The cases featuring the jewelry of Alexandra Watkins have a dramatic span in terms of chronology: two very early pieces from the 1950s and a couple of works from the 1970s and 1980s, with most being made in the 1990s and 2000s. It is fascinating to compare Matsukata with Watkins. There are materials in common, a kind of fellow feeling and yet it is obvious you are not looking at the same maker. There is a structure to Watkins’s work, a geometrical solidity, an absence of the painterly fluidity of Matsukata’s approach. Found objects, such as pre-Columbian beads turned into a necklace remain themselves; stay beads, without being transformed into something else. It is as though Watkins is adding to a necklace, replacing missing parts, rather than creating a new object from found elements. I don’t mean to suggest the result is lesser, or worse, just to note the differences. Watkins frames materials; Matsukata incorporates them.
These problems are magnified when it comes to Yamamoto, whose two display cases almost can be split between work that you could imagine being sold at Atelier Janiye (from the late 1980s to early 2000s) and then jewelry that, through materials (styrofoam) and aesthetics, belongs within the realm of contemporary jewelry – by which I mean appealing to a small number of wearers and mostly to collectors and museums. Again, what are we seeing here? Is some of this work beyond Yamamoto’s role in the atelier, or has the atelier turned into a contemporary jewelry gallery?

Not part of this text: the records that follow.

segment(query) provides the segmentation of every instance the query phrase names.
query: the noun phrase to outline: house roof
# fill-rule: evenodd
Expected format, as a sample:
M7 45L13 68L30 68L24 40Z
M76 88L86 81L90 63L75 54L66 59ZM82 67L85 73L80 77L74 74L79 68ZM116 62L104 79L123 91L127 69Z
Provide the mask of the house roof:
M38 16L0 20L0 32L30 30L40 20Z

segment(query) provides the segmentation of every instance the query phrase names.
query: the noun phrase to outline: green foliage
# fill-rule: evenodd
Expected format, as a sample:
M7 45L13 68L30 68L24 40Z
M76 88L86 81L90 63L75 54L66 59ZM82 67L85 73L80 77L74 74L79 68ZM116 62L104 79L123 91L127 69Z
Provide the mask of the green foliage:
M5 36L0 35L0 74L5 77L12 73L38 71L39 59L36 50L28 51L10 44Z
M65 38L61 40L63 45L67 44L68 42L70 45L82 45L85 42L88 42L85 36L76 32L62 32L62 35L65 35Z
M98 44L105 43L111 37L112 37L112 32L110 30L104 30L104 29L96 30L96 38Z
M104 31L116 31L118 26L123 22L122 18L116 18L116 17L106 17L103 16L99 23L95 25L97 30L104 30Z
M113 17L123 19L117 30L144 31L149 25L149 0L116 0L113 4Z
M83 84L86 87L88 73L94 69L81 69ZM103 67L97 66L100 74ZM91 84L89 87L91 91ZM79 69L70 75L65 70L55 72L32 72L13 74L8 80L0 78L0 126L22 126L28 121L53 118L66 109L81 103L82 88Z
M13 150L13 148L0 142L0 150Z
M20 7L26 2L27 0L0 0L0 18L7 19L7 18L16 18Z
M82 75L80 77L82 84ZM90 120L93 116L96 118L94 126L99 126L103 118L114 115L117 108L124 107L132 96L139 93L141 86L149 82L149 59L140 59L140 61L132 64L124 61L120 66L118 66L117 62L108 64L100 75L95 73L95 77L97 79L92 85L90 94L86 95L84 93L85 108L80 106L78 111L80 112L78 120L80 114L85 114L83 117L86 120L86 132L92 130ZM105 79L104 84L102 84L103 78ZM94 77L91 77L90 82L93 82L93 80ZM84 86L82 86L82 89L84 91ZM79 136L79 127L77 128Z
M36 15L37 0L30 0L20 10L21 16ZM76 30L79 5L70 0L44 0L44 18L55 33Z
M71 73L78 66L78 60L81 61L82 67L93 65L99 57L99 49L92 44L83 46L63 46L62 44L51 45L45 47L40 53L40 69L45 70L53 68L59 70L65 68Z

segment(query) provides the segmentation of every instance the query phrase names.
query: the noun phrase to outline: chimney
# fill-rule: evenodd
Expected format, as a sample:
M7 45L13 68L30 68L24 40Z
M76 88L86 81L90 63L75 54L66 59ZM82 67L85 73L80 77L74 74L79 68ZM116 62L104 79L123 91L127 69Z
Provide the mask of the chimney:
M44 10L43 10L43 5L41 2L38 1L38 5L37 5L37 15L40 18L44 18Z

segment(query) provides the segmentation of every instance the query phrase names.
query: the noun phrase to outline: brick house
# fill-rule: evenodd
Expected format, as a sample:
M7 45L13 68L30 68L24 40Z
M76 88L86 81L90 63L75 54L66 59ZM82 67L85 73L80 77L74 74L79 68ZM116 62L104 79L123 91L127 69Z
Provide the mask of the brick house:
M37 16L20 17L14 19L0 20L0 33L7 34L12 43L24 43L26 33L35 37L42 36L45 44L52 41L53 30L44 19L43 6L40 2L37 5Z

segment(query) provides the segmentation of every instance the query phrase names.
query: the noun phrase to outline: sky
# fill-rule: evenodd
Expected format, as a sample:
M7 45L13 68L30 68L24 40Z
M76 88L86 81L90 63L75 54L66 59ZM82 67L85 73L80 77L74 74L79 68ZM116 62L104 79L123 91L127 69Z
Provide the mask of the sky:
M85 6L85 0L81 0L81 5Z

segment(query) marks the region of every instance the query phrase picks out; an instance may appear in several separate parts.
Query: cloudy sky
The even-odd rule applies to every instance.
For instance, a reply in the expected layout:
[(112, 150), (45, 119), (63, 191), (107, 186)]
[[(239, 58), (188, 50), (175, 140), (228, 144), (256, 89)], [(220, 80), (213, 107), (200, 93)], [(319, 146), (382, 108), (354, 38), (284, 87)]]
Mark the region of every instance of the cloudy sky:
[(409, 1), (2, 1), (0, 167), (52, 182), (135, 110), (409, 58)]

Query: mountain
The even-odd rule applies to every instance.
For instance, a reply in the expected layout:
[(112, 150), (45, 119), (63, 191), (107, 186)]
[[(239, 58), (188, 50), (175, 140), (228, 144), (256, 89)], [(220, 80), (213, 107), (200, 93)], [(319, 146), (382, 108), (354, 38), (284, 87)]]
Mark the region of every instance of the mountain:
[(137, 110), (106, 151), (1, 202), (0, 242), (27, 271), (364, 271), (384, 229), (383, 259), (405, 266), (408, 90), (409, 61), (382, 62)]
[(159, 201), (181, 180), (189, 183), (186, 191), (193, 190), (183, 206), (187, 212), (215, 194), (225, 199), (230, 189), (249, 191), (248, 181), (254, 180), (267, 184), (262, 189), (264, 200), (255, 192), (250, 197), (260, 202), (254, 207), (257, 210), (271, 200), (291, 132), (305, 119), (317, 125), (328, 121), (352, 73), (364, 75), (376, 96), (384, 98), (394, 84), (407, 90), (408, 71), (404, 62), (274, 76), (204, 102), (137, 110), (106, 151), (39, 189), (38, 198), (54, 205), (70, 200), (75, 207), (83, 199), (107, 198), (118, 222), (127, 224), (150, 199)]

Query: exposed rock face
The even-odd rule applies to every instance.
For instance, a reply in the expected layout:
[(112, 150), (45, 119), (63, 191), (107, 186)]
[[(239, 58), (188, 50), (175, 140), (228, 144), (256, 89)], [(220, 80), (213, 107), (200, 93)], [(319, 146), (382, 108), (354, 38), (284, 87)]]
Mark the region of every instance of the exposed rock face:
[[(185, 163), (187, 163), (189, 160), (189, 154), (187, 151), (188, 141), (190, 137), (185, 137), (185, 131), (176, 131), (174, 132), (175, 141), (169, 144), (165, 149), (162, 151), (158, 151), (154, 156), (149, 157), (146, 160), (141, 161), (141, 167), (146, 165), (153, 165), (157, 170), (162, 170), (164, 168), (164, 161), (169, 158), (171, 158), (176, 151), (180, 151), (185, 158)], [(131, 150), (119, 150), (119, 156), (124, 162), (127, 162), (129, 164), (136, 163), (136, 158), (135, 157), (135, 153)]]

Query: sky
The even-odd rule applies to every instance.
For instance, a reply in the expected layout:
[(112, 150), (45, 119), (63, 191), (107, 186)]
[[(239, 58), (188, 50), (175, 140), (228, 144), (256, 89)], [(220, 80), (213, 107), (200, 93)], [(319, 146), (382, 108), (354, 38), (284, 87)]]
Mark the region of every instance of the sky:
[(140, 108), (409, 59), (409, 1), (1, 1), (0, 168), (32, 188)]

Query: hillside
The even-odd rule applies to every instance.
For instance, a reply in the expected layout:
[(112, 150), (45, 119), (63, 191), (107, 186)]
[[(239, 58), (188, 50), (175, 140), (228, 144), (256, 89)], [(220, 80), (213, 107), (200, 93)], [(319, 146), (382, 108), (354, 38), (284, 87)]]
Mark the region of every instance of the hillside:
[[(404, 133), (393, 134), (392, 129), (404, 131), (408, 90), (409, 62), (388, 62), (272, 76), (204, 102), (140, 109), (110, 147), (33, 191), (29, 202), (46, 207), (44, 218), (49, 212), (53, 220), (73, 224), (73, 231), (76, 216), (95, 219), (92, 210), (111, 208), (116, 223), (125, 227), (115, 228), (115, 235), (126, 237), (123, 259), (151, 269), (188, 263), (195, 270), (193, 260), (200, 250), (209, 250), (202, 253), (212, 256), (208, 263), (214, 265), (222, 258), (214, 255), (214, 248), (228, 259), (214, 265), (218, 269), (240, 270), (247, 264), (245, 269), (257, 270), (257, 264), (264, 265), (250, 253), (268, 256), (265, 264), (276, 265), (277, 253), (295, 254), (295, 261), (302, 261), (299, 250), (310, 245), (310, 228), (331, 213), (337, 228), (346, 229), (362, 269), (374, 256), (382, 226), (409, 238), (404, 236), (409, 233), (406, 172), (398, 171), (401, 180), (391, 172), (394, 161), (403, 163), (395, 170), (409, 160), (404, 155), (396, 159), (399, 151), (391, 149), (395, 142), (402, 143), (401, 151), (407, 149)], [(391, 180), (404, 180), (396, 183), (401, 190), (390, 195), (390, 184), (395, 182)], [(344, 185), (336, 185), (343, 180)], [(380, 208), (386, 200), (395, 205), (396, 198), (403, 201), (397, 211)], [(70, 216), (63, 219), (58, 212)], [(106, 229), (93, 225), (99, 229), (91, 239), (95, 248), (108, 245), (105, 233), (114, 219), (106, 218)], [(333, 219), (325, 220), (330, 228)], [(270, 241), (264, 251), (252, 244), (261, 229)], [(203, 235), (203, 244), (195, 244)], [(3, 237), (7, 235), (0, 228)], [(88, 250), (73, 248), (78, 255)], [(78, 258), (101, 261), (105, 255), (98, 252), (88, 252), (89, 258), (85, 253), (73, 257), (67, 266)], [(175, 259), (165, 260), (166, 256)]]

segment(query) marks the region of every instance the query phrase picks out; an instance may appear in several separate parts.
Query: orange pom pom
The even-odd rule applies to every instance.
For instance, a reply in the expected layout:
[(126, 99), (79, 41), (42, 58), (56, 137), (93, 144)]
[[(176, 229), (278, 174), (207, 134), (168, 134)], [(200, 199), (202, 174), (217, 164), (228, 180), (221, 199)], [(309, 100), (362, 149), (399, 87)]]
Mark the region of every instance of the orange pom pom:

The catalog for Atelier Janiye and the Legacy of Miye Matsukata is a fold-out brochure, full color, with an introductory essay by Perry Price, assistant curator at the Fuller Craft Museum, a checklist of the exhibition which takes up a whole inside (some works illustrated) and an essay from the director of the museum Wyona Lynch-McWhite. While Price’s essay is a nice introduction, it doesn’t go into detail, so the catalog is no help in drawing out the issues of the show that remain unclear.
It is ultimately frustrating that the exhibition refuses to examine the issue of the title – the legacy of Miye Matsukata. And yet I have to say that, while the frustration of the absence of curatorial framework is substantial, I like this show because of the work it puts on display – and the way you can see in microcosm the larger shifts of contemporary jewelry in the past half-century. The wearer is here, in spirit if not in person, as is the history of precious materials and creative expression, which within standard histories is mostly forgotten in contemporary jewelry’s embrace of the critique of preciousness. Even this turns up in the end, in Yamamoto’s jewelry. How much better it would be if this exhibition demonstrated more ambition – and thus did justice to the ambitions of the work on display.